Show HN: Octofriend, a cute coding agent that can swap between GPT-5 and Claude

Octo is a coding assistant that works with OpenAI-compatible and Anthropic-compatible LLM APIs, allowing users to switch models mid-conversation and utilizing custom-trained models to handle tool call and code edit failures. To get started, users can install Octo globally using npm install --global octofriend and then run it using octofriend, with optional configurations and customizations available for advanced users.

Show HN: Browser AI agent platform designed for reliability

Notte is a web agent framework designed for speed, cost-efficiency, scale, and reliability, allowing users to build and deploy AI agents that interact seamlessly with the web. The framework provides a range of features, including structured output, stealth browser sessions, and digital personas, and can be used locally or through a hosted API service with premium features.

GPT-5 Coding Examples

This repository contains a collection of demo applications generated entirely by the GPT-5 model from single prompts, showcasing its strengths in coding and scaffolding websites, front-end applications, and interactive UIs. The demos can be explored by cloning the repository, running it locally, or visiting the hosted version, and users can also experiment with similar prompts using GPT-5 in their preferred coding environment or through ChatGPT.

Bitfrost – LLM gateway 90x faster than Litellm at p99

Bifrost is a high-performance AI gateway that connects to 10+ providers, including OpenAI and Anthropic, through a single API, offering automatic failover, load balancing, and zero-downtime deployments. It can be set up in under 30 seconds and adds only 11µs latency while handling 5,000+ requests per second, making it a reliable and efficient solution for building AI applications.

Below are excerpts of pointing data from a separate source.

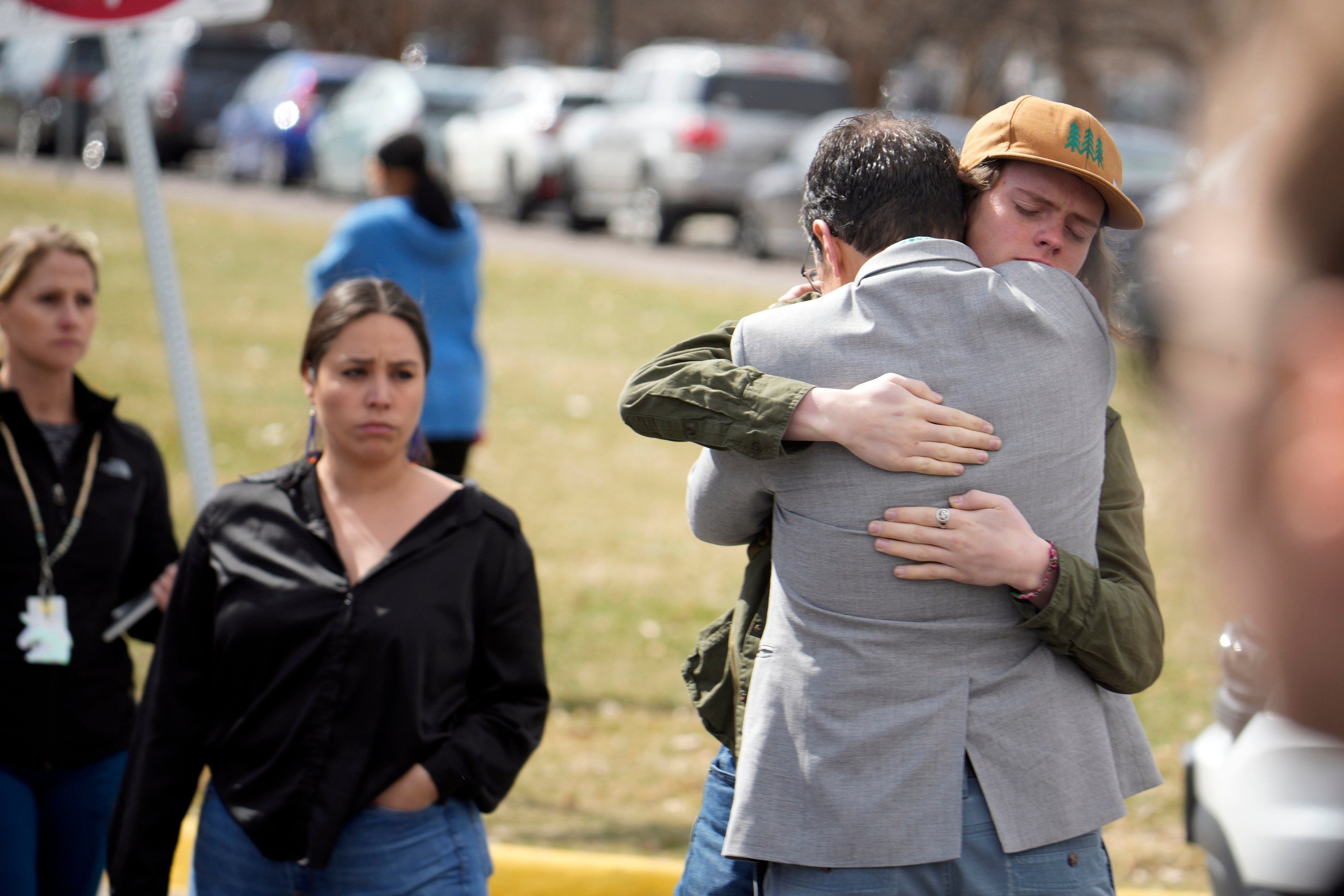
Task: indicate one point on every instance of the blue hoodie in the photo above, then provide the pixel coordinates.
(436, 266)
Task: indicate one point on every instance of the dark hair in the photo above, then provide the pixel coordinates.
(878, 179)
(431, 198)
(1100, 270)
(351, 300)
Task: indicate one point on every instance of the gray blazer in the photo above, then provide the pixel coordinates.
(869, 691)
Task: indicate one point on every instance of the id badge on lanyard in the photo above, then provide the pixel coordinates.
(46, 637)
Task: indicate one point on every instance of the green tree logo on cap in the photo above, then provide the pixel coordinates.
(1086, 147)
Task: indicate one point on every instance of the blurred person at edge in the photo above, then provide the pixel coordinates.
(354, 648)
(419, 237)
(97, 484)
(1253, 346)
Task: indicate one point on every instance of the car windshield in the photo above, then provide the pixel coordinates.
(237, 58)
(1150, 162)
(329, 88)
(776, 95)
(578, 103)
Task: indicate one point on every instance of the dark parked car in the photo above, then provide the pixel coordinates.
(264, 129)
(45, 85)
(189, 76)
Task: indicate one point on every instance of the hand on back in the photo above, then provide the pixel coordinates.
(894, 424)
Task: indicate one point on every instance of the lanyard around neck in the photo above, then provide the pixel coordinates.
(46, 586)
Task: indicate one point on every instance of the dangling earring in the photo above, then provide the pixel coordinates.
(311, 452)
(417, 452)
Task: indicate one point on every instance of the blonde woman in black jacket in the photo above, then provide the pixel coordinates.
(84, 527)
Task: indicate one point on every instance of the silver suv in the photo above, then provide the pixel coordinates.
(689, 123)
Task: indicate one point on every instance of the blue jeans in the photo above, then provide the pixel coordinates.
(707, 872)
(1077, 867)
(54, 827)
(439, 851)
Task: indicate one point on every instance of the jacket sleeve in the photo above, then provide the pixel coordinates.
(498, 730)
(339, 258)
(154, 547)
(694, 393)
(728, 499)
(167, 747)
(1106, 616)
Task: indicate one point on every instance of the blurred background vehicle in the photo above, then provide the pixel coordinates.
(575, 140)
(1264, 796)
(506, 152)
(189, 74)
(389, 98)
(690, 122)
(264, 129)
(45, 91)
(769, 225)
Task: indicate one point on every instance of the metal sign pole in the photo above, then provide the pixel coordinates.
(154, 221)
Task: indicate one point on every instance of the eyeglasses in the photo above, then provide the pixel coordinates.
(809, 275)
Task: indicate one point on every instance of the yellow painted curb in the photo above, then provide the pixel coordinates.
(533, 871)
(181, 875)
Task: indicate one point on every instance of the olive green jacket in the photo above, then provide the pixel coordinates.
(1105, 616)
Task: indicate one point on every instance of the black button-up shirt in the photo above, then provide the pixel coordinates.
(308, 695)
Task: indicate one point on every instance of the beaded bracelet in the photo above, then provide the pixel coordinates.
(1050, 574)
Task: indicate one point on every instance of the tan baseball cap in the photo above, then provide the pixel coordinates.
(1065, 137)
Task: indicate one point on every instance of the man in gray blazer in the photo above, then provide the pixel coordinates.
(873, 698)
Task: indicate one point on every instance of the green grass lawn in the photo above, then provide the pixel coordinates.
(624, 585)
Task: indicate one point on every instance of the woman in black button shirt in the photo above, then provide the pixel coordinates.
(354, 648)
(97, 487)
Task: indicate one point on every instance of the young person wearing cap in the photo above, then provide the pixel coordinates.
(1104, 616)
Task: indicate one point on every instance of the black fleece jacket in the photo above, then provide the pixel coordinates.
(64, 717)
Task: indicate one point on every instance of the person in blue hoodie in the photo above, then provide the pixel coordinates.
(429, 245)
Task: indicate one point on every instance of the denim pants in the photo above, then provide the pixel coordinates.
(707, 872)
(54, 828)
(439, 851)
(1076, 867)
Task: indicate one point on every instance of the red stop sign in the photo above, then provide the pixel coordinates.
(103, 10)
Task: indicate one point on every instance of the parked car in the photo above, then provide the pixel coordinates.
(1264, 796)
(385, 100)
(575, 140)
(45, 86)
(187, 74)
(505, 152)
(773, 197)
(264, 129)
(691, 122)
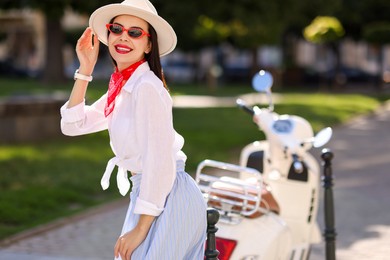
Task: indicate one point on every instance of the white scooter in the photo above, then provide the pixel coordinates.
(268, 203)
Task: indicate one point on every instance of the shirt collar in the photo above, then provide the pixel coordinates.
(129, 85)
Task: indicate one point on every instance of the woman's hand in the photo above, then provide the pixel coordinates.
(87, 50)
(127, 243)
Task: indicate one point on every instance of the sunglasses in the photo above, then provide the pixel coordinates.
(133, 32)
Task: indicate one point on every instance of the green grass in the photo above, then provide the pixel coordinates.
(40, 182)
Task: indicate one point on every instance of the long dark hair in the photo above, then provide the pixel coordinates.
(153, 57)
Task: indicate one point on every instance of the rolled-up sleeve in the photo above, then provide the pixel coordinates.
(83, 119)
(156, 137)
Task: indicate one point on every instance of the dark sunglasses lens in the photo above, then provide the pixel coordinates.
(135, 33)
(116, 29)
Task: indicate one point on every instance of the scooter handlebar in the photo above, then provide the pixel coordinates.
(241, 104)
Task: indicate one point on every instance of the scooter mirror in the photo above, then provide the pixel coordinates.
(262, 81)
(322, 137)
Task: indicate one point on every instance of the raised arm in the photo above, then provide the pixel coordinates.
(87, 50)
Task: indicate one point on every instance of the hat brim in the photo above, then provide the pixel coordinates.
(167, 39)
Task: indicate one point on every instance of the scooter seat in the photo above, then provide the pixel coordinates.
(267, 203)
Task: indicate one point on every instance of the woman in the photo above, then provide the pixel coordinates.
(166, 218)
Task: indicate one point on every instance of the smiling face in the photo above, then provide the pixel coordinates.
(124, 49)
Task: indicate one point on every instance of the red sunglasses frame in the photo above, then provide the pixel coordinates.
(127, 30)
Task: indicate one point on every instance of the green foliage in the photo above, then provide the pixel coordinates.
(324, 29)
(43, 181)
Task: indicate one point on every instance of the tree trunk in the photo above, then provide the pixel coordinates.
(54, 64)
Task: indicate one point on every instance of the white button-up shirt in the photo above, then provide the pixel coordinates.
(142, 137)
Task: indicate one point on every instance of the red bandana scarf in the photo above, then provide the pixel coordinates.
(116, 84)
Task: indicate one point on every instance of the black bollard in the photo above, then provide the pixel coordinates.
(211, 252)
(327, 183)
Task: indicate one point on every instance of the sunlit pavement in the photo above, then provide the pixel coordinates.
(361, 169)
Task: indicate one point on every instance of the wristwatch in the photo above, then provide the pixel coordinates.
(77, 75)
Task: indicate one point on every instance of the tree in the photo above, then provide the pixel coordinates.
(326, 30)
(54, 11)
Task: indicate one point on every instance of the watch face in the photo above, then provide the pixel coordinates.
(283, 126)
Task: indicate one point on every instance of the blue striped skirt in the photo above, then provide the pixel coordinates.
(179, 233)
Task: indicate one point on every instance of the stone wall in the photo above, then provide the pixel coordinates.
(30, 118)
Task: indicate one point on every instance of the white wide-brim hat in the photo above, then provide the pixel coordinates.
(140, 8)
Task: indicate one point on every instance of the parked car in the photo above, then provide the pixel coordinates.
(343, 76)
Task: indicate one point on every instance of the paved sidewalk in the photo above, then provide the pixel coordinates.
(361, 168)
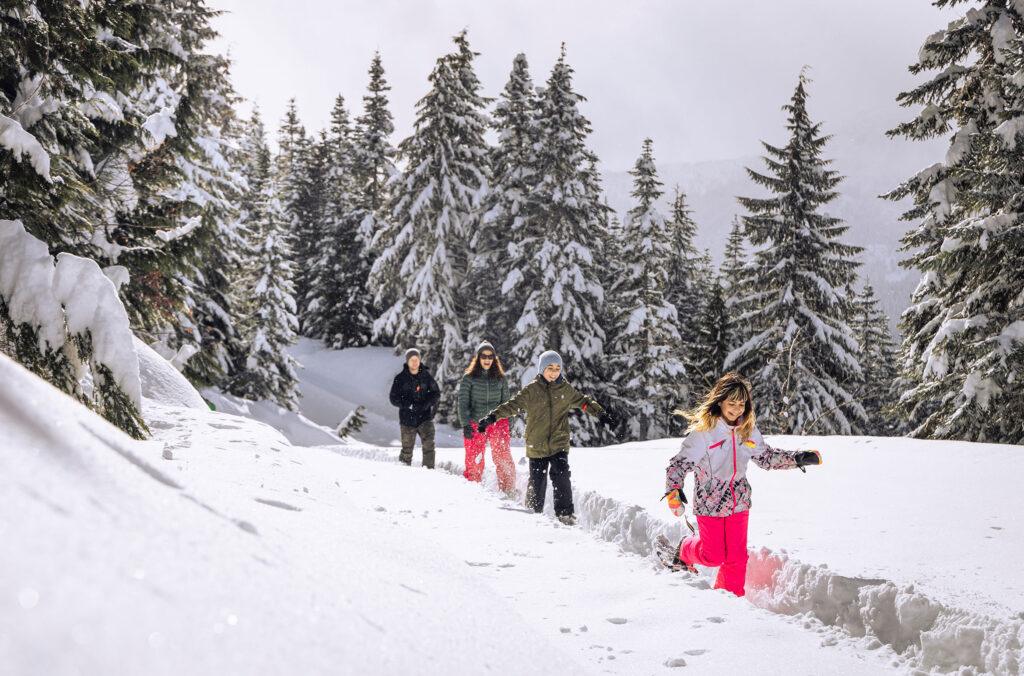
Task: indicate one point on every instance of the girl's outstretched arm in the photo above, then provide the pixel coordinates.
(766, 457)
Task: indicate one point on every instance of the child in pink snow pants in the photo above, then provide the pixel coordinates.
(482, 388)
(723, 438)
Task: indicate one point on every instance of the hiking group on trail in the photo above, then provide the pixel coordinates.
(722, 439)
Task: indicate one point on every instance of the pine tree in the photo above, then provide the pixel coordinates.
(878, 358)
(963, 347)
(373, 163)
(645, 353)
(802, 356)
(265, 371)
(422, 254)
(339, 310)
(506, 220)
(557, 293)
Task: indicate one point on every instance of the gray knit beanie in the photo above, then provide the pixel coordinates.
(547, 358)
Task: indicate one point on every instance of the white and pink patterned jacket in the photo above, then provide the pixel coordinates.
(718, 458)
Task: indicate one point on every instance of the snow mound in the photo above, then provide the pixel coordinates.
(298, 429)
(217, 548)
(924, 632)
(162, 382)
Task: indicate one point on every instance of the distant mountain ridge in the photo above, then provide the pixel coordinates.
(711, 189)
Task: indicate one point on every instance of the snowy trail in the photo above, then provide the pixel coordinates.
(868, 613)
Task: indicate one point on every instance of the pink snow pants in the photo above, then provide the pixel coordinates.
(500, 439)
(722, 543)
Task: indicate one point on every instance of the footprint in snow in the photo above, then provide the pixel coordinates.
(279, 504)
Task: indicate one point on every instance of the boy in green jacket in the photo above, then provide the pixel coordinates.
(547, 402)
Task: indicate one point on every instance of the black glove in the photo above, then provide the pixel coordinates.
(484, 422)
(807, 458)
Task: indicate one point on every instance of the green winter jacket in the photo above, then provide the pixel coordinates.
(477, 396)
(547, 408)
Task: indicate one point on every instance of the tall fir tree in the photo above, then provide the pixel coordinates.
(506, 220)
(265, 371)
(712, 346)
(878, 357)
(963, 349)
(423, 252)
(645, 353)
(374, 168)
(555, 281)
(732, 276)
(802, 355)
(339, 309)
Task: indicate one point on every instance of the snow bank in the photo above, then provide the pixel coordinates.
(930, 634)
(91, 305)
(162, 383)
(219, 549)
(298, 429)
(22, 143)
(926, 633)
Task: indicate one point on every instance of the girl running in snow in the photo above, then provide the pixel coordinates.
(481, 389)
(723, 437)
(547, 402)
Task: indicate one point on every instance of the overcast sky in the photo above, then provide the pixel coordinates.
(706, 80)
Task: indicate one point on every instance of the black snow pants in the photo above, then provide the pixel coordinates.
(558, 466)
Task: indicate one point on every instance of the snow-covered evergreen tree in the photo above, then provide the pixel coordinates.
(266, 371)
(373, 167)
(557, 291)
(300, 173)
(506, 219)
(339, 310)
(422, 253)
(878, 360)
(802, 355)
(645, 353)
(963, 351)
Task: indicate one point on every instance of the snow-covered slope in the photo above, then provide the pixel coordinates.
(219, 547)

Show HN: Generate Fine-tunning dataset using deep research in terminal

Datalore is a terminal tool that generates structured datasets from real-world data using deep research, allowing users to describe the dataset they need and automatically searching the web to build context and output clean, usable data. To use Datalore, users must set up and run the project locally by installing dependencies, creating a virtual environment, and configuring environment variables, after which they can guide the dataset creation process step by step.

    OpenAI's GPT-5 model achieves state-of-the-art results on coding benchmarks, researchers discover declining medical safety messaging in generative AI models, and Octofriend, a coding agent, allows users to switch between GPT-5 and Claude models mid-conversation.